As closure hearings begin, format changes but opposition stays

School closure season began in earnest this week, as city officials began to hold required public hearings at each of the 25 district schools it hopes to shutter. But in contrast to last year’s meetings — where officials often sat impassively as school supporters emotionally protested the closures — officials are now using the hearings to directly respond to attendees’ criticisms and concerns.

At Queens’ Beach Channel High School, which held its hearing Thursday evening, the meeting format had changed, but the anger over the proposed closure — while quieter than last year’s — was still palpable.

At last year’s hearing, vocal supporters of Beach Channel did not turn out in the vast numbers as supporters of other schools slated for closure like Jamaica High School, but those who did were passionate about saving the last zoned high school in the Rockaways.

This year, a smaller but still fervent crowd came to the school to make many of the same arguments. The closure of Far Rockaways High School had flooded Beach Channel with needy students just as the school’s budget began to be slashed, they maintained.  And they argued that the Rockaways community needs a zoned high school, lest students be forced into long commutes to other, overcrowded high schools in Queens.

“Right now there is no incentive to send a local child to this school,” said LaVern Powell, who has taught living environment and human biology at Beach Channel since 2003.

Powell painted a picture of the challenges the school faces: out of 32 students enrolled in his first period class, he said, only six are currently eligible to pass.
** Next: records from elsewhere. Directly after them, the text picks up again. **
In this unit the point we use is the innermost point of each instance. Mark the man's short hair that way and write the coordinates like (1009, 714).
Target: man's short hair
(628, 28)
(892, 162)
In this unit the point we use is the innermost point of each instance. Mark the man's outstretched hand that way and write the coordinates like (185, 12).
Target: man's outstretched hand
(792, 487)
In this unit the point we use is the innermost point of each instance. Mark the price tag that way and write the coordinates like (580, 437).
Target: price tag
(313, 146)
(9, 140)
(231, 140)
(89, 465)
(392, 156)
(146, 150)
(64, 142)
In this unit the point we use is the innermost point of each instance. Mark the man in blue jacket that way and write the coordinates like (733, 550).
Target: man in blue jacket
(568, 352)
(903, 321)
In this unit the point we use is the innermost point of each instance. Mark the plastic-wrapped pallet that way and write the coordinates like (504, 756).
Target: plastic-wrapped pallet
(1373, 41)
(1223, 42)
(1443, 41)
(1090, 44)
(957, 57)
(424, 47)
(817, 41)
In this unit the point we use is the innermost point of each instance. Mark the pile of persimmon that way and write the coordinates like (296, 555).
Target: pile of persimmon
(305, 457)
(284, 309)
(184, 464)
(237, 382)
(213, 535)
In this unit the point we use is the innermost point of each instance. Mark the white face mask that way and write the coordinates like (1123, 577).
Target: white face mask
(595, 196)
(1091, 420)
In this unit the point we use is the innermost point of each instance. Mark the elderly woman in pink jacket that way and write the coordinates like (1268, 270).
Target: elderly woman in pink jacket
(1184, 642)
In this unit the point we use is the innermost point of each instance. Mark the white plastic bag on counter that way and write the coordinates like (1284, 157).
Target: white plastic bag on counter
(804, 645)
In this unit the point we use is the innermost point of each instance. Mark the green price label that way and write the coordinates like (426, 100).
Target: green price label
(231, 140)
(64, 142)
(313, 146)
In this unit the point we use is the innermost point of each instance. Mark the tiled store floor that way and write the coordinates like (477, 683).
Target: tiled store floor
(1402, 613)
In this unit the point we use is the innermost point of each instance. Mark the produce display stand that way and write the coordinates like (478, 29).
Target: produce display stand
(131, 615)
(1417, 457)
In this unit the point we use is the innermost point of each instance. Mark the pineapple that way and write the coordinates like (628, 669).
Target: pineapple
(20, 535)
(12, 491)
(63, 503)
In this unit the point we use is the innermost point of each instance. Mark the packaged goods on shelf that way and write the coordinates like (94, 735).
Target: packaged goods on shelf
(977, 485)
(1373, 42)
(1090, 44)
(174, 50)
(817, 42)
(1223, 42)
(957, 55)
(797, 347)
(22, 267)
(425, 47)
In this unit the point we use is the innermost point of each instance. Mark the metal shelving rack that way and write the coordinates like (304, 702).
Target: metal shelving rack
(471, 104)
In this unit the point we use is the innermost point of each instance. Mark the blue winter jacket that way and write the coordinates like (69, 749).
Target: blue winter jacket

The rest are not allowed to pass because they have not attended the minimum number of classes.

“We’re good, but we’re not miracle workers,” he said. “It’s going to take a while to turn these kids around.”

Chris Petrillo, who graduated from Beach Channel last year and who became one of the school’s most outspoken supporters, argued that the city could have prevented the school’s academic slide with better supports and resources for its students.

“I would like to say that the [Department of Education] failed this school and if that is the case, there should be a reorganization there,” he said.

Of the 13 people who spoke during the public comment portion of the evening, none were current parents or students at the school. Three of the speakers were alumni; the rest were teachers either at Beach Channel or at other schools around the city.

Last year’s closure hearings left many supporters of the schools feeling frustrated and ignored. A city official would typically open the hearing by reading from the short list of statistics provided in last year’s educational impact statements and then cede the floor to public comment, rarely responding directly to any of the concerns raised.

This year, by contrast, officials began the meeting with several longer presentations, including one from the Queens high school superintendent Juan Mendez. A representative from the Citywide Council on High Schools, comprised of parents, also spoke.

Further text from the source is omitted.